The AI Policy Podcast (CSIS):
"AI, Cybersecurity, and Securing Model Weights"
Host: Gregory C. Allen (CSIS)
Guests: Miles Brundage (AI Policy Researcher; formerly OpenAI), Chris Rohlf (Security Engineer, Meta; CSET Fellow)
Date: June 27, 2025
Episode Overview
This episode offers an in-depth look at the intersection of artificial intelligence (AI) and cybersecurity—with a special focus on the emerging debate over securing "model weights" (the valuable files that encode a trained AI’s knowledge). Host Gregory Allen is joined by cybersecurity veteran Chris Rohlf and AI policy researcher Miles Brundage to explore how AI has changed the defender-attacker balance in cybersecurity, why protecting AI model weights matters, and what policy and practice need to catch up with rapid industry changes.

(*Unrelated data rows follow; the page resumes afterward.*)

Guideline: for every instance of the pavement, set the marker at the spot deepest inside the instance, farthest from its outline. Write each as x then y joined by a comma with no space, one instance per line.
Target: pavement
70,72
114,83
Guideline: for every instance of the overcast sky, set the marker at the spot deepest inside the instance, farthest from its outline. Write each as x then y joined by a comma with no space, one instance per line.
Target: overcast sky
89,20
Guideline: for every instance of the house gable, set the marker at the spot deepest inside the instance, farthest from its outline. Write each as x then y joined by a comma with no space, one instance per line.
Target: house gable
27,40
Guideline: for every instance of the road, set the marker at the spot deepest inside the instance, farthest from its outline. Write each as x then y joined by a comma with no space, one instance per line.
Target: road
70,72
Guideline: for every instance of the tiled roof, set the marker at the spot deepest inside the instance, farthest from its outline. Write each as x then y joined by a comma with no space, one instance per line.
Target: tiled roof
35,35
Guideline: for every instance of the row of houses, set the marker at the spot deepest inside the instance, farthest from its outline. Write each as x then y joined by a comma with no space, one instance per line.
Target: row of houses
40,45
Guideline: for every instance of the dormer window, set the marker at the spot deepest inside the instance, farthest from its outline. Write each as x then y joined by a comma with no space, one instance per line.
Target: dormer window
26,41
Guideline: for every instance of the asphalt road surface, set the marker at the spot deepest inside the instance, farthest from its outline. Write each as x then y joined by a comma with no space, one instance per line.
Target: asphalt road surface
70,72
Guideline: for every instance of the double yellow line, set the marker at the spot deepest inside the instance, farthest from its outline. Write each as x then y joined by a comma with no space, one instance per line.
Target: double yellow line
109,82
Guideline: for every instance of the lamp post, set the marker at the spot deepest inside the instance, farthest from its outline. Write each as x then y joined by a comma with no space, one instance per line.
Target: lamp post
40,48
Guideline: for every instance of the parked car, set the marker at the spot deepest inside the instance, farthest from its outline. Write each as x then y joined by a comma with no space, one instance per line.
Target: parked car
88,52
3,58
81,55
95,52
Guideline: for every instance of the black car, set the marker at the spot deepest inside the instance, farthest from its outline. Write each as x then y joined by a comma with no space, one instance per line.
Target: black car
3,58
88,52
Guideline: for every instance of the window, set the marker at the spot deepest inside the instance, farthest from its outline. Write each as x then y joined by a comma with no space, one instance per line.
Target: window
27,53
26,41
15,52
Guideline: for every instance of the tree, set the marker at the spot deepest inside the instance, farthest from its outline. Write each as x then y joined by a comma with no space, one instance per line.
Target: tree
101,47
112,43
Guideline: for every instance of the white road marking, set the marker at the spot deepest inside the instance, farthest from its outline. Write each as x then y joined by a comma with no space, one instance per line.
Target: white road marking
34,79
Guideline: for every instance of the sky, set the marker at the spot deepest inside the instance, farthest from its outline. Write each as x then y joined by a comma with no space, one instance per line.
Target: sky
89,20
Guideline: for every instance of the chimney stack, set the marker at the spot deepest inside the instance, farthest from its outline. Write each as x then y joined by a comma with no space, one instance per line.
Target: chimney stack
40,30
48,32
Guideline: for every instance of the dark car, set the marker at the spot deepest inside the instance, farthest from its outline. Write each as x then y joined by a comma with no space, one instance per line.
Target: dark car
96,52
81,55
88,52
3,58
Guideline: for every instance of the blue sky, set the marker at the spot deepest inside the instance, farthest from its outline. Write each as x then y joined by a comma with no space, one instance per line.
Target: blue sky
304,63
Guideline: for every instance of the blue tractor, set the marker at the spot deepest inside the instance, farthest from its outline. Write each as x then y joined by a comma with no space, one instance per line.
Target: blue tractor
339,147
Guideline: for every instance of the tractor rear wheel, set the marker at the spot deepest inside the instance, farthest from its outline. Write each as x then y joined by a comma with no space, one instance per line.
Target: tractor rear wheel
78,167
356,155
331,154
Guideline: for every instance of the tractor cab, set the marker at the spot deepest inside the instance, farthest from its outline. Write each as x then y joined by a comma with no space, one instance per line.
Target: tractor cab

Both guests share their career backgrounds, the evolution of AI in cyber, discuss how defenders and attackers leverage AI, practical security recommendations for organizations and individuals, and debate whether securing leading AI models is realistic—or futile—in an increasingly open, connected world.
Key Discussion Points and Insights
1. Cybersecurity Evolves: From Manual Analysis to AI-Assisted Defense
(Chris Rohlf: 02:20-05:20)
- Chris describes how cybersecurity shifted from painstaking, manual code analysis to automated tools, and finally to integrating classical machine learning and now generative AI.
- "You sat there, you looked through code line by line, tried to determine what the program was doing, where the developer got it wrong, and then slowly and painstakingly writing an exploit by hand." (02:23, Rohlf)
- The advent of machine learning brought classifiers for malware, but the “paradigm shift” came with large language models (LLMs) automating code writing and vulnerability discovery, dramatically scaling security workflows.
2. Old & New Threat Vectors: “Malicious Use of AI” Taxonomy
(Miles Brundage: 05:51-08:56)
- Miles recounts early AI policy work on the risks of malicious AI use, spanning political (disinformation, authoritarianism), digital/cyber (vulnerability discovery, automated spear phishing), and physical (drones, targeted attacks).
- "We broke it up into three different domains: political security... digital security... and physical security." (06:38, Brundage)
- Previously theoretical concerns—like LLM-aided phishing—are now "real phenomena that companies are dealing with every day."
- "It started to be clear that cyber was not just an afterthought, but perhaps one of the most important security domains of AI." (08:00, Brundage)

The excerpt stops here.